New Jersey Supreme Court Rules in Favor of State on Pension Payments

Illinois may be one of the worst in the nation in pension funding, but it’s not the only state struggling to figure out how to address the issue. Unlike Illinois, though, where the Supreme Court recently struck down the pension reform legislation, the New Jersey Supreme Court earlier this month upheld the government’s refusal to fully fund public pension systems.

New Jersey law, like Illinois, has legislation which grants to public pensioners a “non-forfeitable right to receive benefits”. It also enacted legislation in 2011 that contractually obligates the state to “contribute timely, annually scheduled, required payments to the pension funds, thereby addressing the alarming current unfunded accrued liability and restoring the various funds to fiscally sound levels.” Does this sound like a familiar problem to the people of Illinois? In essence, the state made a contractual promise to pay into the funds to bring them up to acceptable levels of funding.   The problem arose in 2015 and 2015 when the state failed to make the appropriate payments.
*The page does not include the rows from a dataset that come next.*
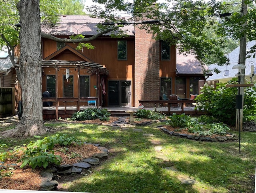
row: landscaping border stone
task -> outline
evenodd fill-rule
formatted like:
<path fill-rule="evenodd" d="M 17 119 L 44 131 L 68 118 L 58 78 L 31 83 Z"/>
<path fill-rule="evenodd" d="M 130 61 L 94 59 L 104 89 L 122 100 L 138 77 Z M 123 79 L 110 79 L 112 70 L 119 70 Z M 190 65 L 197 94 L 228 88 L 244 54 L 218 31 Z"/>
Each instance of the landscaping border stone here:
<path fill-rule="evenodd" d="M 84 158 L 81 161 L 72 165 L 63 164 L 43 169 L 41 172 L 42 181 L 40 185 L 40 190 L 56 191 L 58 185 L 58 181 L 55 179 L 57 175 L 80 174 L 83 169 L 90 168 L 91 165 L 98 165 L 101 160 L 108 158 L 108 150 L 106 148 L 100 146 L 98 144 L 86 142 L 84 144 L 94 145 L 101 152 L 93 154 L 90 158 Z"/>

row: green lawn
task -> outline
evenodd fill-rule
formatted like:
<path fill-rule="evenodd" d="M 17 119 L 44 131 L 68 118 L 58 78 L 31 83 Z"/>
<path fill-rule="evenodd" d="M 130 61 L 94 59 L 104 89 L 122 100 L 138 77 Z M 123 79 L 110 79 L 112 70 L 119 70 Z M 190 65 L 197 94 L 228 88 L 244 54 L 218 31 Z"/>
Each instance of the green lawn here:
<path fill-rule="evenodd" d="M 256 133 L 242 132 L 239 154 L 238 141 L 201 142 L 170 136 L 156 128 L 163 124 L 122 129 L 93 124 L 46 124 L 59 128 L 48 135 L 67 134 L 110 150 L 108 159 L 99 166 L 65 184 L 66 191 L 254 192 Z M 32 139 L 0 139 L 0 144 L 20 146 Z M 182 179 L 191 179 L 194 183 L 184 184 Z"/>

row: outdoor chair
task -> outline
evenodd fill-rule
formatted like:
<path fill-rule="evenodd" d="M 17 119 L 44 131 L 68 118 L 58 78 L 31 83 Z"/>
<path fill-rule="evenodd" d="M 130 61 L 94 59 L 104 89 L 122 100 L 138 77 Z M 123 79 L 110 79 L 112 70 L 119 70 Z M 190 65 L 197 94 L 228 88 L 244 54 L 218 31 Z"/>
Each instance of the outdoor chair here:
<path fill-rule="evenodd" d="M 176 95 L 171 95 L 169 96 L 169 100 L 178 100 L 178 96 Z M 177 108 L 179 107 L 179 104 L 178 103 L 171 103 L 170 104 L 171 107 Z"/>

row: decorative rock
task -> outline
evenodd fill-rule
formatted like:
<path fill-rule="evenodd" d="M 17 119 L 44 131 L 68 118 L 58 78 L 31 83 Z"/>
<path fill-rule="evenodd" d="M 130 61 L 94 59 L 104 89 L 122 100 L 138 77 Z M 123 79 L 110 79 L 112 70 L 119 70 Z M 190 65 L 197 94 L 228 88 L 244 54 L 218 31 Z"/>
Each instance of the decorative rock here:
<path fill-rule="evenodd" d="M 196 136 L 194 135 L 188 135 L 188 136 L 187 136 L 188 139 L 189 139 L 190 140 L 193 140 L 194 139 L 195 137 Z"/>
<path fill-rule="evenodd" d="M 72 173 L 72 168 L 69 168 L 66 170 L 62 170 L 57 172 L 57 174 L 61 175 L 69 175 Z"/>
<path fill-rule="evenodd" d="M 88 169 L 91 167 L 91 165 L 88 163 L 84 162 L 76 163 L 73 164 L 74 166 L 81 167 L 82 168 Z"/>
<path fill-rule="evenodd" d="M 199 138 L 200 138 L 200 136 L 196 136 L 195 137 L 194 139 L 195 139 L 195 140 L 198 140 L 198 139 L 199 139 Z"/>
<path fill-rule="evenodd" d="M 98 147 L 98 149 L 100 150 L 101 153 L 104 153 L 104 154 L 108 154 L 108 150 L 102 147 Z"/>
<path fill-rule="evenodd" d="M 180 134 L 180 137 L 182 137 L 182 138 L 186 138 L 187 137 L 187 136 L 188 136 L 188 134 Z"/>
<path fill-rule="evenodd" d="M 76 174 L 80 174 L 82 172 L 82 169 L 81 167 L 78 168 L 75 167 L 73 167 L 71 169 L 71 172 L 72 173 L 75 173 Z"/>
<path fill-rule="evenodd" d="M 58 170 L 60 171 L 63 171 L 64 170 L 67 170 L 72 167 L 72 165 L 69 164 L 64 164 L 61 165 L 58 165 L 57 166 L 57 168 Z"/>
<path fill-rule="evenodd" d="M 224 142 L 225 140 L 223 139 L 222 137 L 216 137 L 216 138 L 220 142 Z"/>
<path fill-rule="evenodd" d="M 94 165 L 99 165 L 100 164 L 100 159 L 96 158 L 84 159 L 82 161 Z"/>
<path fill-rule="evenodd" d="M 58 184 L 58 182 L 56 180 L 51 181 L 43 181 L 40 185 L 41 186 L 40 190 L 50 191 L 56 189 Z"/>
<path fill-rule="evenodd" d="M 162 150 L 163 148 L 162 148 L 162 147 L 161 146 L 156 146 L 154 148 L 155 149 L 156 151 L 157 152 L 160 152 L 160 151 Z"/>
<path fill-rule="evenodd" d="M 93 154 L 92 157 L 99 158 L 100 160 L 102 160 L 103 159 L 107 158 L 108 154 L 104 154 L 104 153 L 99 153 L 98 154 Z"/>
<path fill-rule="evenodd" d="M 153 137 L 154 135 L 149 133 L 144 133 L 142 134 L 143 136 L 146 136 L 147 137 Z"/>
<path fill-rule="evenodd" d="M 210 141 L 212 142 L 216 142 L 217 139 L 216 139 L 216 138 L 211 138 Z"/>
<path fill-rule="evenodd" d="M 53 173 L 48 173 L 47 172 L 41 173 L 41 175 L 42 177 L 42 181 L 50 181 L 52 180 L 53 178 Z"/>

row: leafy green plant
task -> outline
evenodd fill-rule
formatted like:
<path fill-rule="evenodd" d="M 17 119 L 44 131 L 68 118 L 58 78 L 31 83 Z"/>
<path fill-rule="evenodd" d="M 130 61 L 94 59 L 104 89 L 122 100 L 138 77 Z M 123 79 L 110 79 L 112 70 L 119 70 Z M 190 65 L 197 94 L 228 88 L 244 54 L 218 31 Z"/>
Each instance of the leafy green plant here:
<path fill-rule="evenodd" d="M 39 136 L 35 137 L 40 138 Z M 54 146 L 57 144 L 66 146 L 74 142 L 80 141 L 74 137 L 67 137 L 66 134 L 56 134 L 54 137 L 46 137 L 36 142 L 31 141 L 28 144 L 24 154 L 19 160 L 22 162 L 20 167 L 22 168 L 28 164 L 33 169 L 38 166 L 42 166 L 46 168 L 51 163 L 59 165 L 62 159 L 59 156 L 54 155 L 52 150 Z"/>
<path fill-rule="evenodd" d="M 139 109 L 134 114 L 138 118 L 148 118 L 149 119 L 161 119 L 164 118 L 164 116 L 157 111 L 147 110 L 144 109 Z"/>
<path fill-rule="evenodd" d="M 209 124 L 218 122 L 218 119 L 212 116 L 209 116 L 205 114 L 201 115 L 197 118 L 198 122 L 203 123 Z"/>
<path fill-rule="evenodd" d="M 188 126 L 190 120 L 190 116 L 186 115 L 184 113 L 176 114 L 174 113 L 172 115 L 168 116 L 168 120 L 166 124 L 173 127 L 183 128 Z"/>
<path fill-rule="evenodd" d="M 228 84 L 237 83 L 234 78 Z M 207 85 L 201 90 L 202 93 L 197 96 L 196 108 L 199 110 L 207 110 L 208 113 L 220 121 L 234 125 L 236 121 L 236 88 L 227 87 L 227 83 L 217 84 L 216 89 Z M 256 114 L 256 84 L 244 91 L 243 118 L 246 120 L 252 114 Z"/>
<path fill-rule="evenodd" d="M 106 108 L 88 108 L 83 111 L 75 112 L 72 115 L 71 119 L 81 121 L 98 118 L 101 120 L 108 120 L 110 115 L 110 113 Z"/>

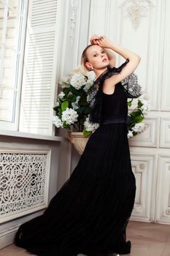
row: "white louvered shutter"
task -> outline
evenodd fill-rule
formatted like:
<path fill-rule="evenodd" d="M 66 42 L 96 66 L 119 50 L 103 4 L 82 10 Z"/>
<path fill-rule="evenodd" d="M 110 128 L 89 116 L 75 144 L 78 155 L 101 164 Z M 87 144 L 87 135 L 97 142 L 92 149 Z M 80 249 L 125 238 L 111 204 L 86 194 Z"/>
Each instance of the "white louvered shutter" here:
<path fill-rule="evenodd" d="M 53 135 L 56 79 L 57 0 L 28 6 L 20 131 Z"/>

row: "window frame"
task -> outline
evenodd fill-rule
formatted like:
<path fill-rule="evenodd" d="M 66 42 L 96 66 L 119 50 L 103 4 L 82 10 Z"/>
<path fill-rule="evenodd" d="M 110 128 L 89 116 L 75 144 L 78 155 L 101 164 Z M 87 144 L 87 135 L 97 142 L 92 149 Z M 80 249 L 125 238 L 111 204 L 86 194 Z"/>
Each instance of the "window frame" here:
<path fill-rule="evenodd" d="M 8 2 L 4 1 L 7 5 Z M 6 7 L 7 8 L 7 7 Z M 12 121 L 0 120 L 0 129 L 18 131 L 20 109 L 20 97 L 22 90 L 22 79 L 23 69 L 23 58 L 25 52 L 26 26 L 28 10 L 28 0 L 20 0 L 20 2 L 19 26 L 18 29 L 18 56 L 15 59 L 15 94 L 13 100 L 14 113 Z"/>

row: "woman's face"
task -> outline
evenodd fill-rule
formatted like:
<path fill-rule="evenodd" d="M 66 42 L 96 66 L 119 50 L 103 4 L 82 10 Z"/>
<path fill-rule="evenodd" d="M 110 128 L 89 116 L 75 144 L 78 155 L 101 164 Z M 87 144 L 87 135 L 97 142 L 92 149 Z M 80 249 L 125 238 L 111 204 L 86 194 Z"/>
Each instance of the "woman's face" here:
<path fill-rule="evenodd" d="M 86 52 L 88 61 L 85 63 L 88 68 L 101 69 L 107 67 L 109 62 L 104 49 L 99 45 L 92 45 Z M 95 71 L 95 70 L 94 70 Z"/>

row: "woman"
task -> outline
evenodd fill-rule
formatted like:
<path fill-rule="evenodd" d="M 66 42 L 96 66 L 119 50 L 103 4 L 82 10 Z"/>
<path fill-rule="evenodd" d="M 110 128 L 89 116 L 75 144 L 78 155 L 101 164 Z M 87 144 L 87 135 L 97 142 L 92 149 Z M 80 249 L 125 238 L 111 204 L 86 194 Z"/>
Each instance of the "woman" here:
<path fill-rule="evenodd" d="M 131 252 L 125 230 L 136 181 L 127 138 L 128 92 L 121 81 L 135 70 L 140 57 L 105 37 L 94 35 L 90 42 L 82 62 L 96 75 L 88 97 L 90 120 L 100 127 L 45 213 L 18 230 L 16 245 L 37 255 L 108 256 Z M 126 59 L 118 68 L 110 49 Z"/>

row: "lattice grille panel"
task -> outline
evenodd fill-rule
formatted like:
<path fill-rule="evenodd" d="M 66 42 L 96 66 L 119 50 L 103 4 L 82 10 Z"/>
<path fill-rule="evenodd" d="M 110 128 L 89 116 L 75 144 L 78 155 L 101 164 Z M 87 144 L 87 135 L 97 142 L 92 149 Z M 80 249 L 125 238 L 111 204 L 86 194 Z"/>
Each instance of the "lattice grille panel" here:
<path fill-rule="evenodd" d="M 0 153 L 0 221 L 46 206 L 47 159 L 47 153 Z"/>

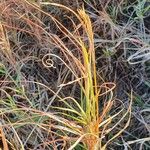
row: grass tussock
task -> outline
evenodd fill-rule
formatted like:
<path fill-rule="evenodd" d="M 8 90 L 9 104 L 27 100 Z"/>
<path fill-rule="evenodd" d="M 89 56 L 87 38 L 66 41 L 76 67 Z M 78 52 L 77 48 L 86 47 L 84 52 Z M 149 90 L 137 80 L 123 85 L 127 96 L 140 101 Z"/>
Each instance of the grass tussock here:
<path fill-rule="evenodd" d="M 2 0 L 2 149 L 149 148 L 148 4 Z"/>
Naturally, various public employee unions filed suit.

The New Jersey Supreme Court upheld the state’s failure to fund, as required by the 2011 legislation, finding that while public employees had a constitutional right to pension benefits, that obligation conflicts with the Debt Limitation Clause of their constitution. This Clause establishes a ceiling on debt created by the state and any law that would have the effect of exceeding that limitation would require voter approval. The court resolved the conflict in favor of the state’s obligations under the Debt Limitation Clause. The court stated further that efforts to dedicate monies through legislative acts other than the annual appropriation act have no binding effect and that the state and the Governor had no authority to enact an enforceable long term agreement through the pension statute that skirted the appropriation duties of the state.

Although New Jersey is temporarily relieved from higher public pension funding obligations, it remains in the same quagmire as Illinois and many other states. Like Illinois, it still  has to figure out how to solve its public pension crisis.